On December 27 Necker's scheme was adopted by the Council. There was some division of opinion; but the king overruled it, and the queen, who was present, showed, without speaking, that she was there to support the measure. By this momentous act Lewis XVI., without being conscious of its significance, went over to the democracy. He said, in plain terms, to the French people: "Afford me the aid I require, so far as we have a common interest, and for that definite and appropriated assistance you shall have a princely reward. For you shall at once have a constitution of your own making, which shall limit the power of the Crown, leaving untouched the power and the dignity and the property of the upper classes, beyond what is involved in an equal share of taxation." But in effect he said; "Let us combine to deprive the aristocracy of those privileges which are injurious to the Crown, whilst we retain those which are offensive only to the people." It was a tacit compact, of which the terms and limits were not defined; and where one thought of immunities, the other was thinking of oppression.
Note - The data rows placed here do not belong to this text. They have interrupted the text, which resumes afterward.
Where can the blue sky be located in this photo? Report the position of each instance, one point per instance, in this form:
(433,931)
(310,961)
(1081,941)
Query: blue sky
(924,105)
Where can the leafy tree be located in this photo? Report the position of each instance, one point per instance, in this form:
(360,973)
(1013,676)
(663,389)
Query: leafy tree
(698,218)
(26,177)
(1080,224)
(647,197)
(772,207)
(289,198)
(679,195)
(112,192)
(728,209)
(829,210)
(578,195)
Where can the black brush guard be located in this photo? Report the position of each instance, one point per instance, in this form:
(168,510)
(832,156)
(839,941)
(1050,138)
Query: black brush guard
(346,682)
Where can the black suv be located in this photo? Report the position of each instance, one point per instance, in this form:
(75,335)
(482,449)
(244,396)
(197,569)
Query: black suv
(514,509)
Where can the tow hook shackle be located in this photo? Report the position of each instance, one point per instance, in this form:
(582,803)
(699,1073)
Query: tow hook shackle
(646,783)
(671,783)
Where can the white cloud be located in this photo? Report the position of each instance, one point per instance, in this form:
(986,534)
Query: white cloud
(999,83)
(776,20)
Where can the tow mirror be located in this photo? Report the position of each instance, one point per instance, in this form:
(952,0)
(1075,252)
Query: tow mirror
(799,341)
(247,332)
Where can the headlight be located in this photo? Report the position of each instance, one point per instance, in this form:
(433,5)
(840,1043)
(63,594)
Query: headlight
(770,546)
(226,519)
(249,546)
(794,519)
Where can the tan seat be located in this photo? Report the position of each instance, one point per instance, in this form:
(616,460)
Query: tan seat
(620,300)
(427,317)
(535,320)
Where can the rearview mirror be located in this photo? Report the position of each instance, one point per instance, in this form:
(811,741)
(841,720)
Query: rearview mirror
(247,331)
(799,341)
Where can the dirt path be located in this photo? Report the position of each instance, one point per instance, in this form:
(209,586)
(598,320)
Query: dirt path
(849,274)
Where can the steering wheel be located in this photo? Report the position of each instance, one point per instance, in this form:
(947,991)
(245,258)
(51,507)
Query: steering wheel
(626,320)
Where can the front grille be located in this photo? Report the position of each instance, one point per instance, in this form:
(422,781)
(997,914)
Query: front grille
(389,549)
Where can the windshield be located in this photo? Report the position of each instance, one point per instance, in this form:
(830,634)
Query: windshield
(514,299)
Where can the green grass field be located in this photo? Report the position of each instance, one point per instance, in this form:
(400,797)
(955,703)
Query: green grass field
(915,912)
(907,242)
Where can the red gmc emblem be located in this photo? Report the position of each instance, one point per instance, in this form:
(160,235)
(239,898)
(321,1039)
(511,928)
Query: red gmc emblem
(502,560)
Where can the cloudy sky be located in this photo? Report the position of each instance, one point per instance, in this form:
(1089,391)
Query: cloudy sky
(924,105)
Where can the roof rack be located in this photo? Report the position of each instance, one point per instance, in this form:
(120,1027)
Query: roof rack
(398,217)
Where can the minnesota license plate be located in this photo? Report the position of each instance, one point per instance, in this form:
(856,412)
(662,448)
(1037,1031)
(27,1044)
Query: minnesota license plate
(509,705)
The organisation of society required to be altered and remodelled from end to end to sustain a constitution founded on the principle of liberty. It was no arduous problem to adjust relations between the people and the king. The deeper question was between the people and the aristocracy. Behind a political reform there was a social revolution, for the only liberty that could avail was liberty founded on equality. Malouet, who was at this moment Necker's best adviser, said to him: "You have made the Commons equal in influence to the other orders. Another revolution has to follow, and it is for you to accomplish it – the levelling of onerous privilege." Necker had no ambition of the kind, and he distinctly guarded privilege in all matters but taxation.